What I will say might be a tad controversial in nature but I am very disheartened today - and so I will ask this.
I just had an interview with a major tech firm for an internship position, where I was asked a lot of typical algorithm oriented interview questions. Now, given my background, I consider myself to be strong in algorithms (I have also got good grades in graduate level algorithms -stuff involving NP-completeness and beyond (approximation and randomized algorithms), but unfortunately I flunked the interview. I could not think of a very efficient method of solving a string problem in approximately ~10 minutes. Once the interview was over, I had a glass of water, ate a banana and relaxed for a while and tried the problem again. And vola! there is the answer I could arrive in under 5 minutes. And the worst of it all - I was actually on that track and the interviewer did hint about it, but too much pressure cooked me. My entire experience got me thinking about tech interviews. I had some questions and I wanted to pose them in this forum -
Is it really possible to judge someone's technical ability in half an hour? Honestly? Or is it just a throw of dice?
Do technical interview questions measure problem solving ability? This point is very debatable? As a PhD student I know that Mathematical problem solving involves solving something that you have never heard about before. On the other hand questions like - merging two linked lists in sorted order, or printing all the elements of a binary tree in the kth level become "mere exercises" once someone has seen the solution or solved the problem beforehand?
Do people who come out with flying colors in these interview go on to become great programmers? Do they go on and design a sleek game engines, graphics libraries, write fast fork-join frameworks? Is there any evidence to point to a positive co-relation between doing well in technical interviews and actual programming ability? Or are these interviews more geared towards finding "getting things done" type of person (Spolsky)?
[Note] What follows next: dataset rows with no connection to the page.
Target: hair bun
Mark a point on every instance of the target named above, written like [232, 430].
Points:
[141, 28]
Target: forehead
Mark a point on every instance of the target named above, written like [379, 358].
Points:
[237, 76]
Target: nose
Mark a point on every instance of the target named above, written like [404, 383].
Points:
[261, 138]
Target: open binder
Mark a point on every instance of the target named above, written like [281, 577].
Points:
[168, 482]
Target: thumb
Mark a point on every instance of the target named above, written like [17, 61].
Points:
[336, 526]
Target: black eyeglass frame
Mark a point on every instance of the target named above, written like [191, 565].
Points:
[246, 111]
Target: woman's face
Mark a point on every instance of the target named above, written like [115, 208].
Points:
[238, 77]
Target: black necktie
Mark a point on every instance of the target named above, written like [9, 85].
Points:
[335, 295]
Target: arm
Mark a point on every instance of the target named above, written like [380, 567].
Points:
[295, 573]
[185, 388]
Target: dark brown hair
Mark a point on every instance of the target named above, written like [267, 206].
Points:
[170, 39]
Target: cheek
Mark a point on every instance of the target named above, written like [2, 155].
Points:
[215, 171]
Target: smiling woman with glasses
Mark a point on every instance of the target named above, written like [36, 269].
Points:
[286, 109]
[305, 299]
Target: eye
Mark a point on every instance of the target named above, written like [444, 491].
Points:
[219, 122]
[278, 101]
I can bet that lots of academics publishing ground breaking ideas in - ICML, VLDB, Mobicom - will flunk these interviews. But I can assure you that they are some of the smartest people you will find on this planet.
I am mainly in academia (grad student) - so I will greatly appreciate some perceptive from someone in the other side of the fence. Someone who actually conducts these interviews?
[Ok everyone. Thanks for all the nice and thoughtful responses. Since I do not want to ask another question, I will ask you to answer this question for me.
Suppose candidate X has a good public portfolio of works where he has contributed to some known open source project where - you can actually go and verify his patches, verify the bugs he has closed and take a look at the designs he has created. In that case, the question is how much weightage are you willing to give to his publicly available/verifiable work versus how well he does in answering some very contrived binary tree interview question in under 15 minutes?]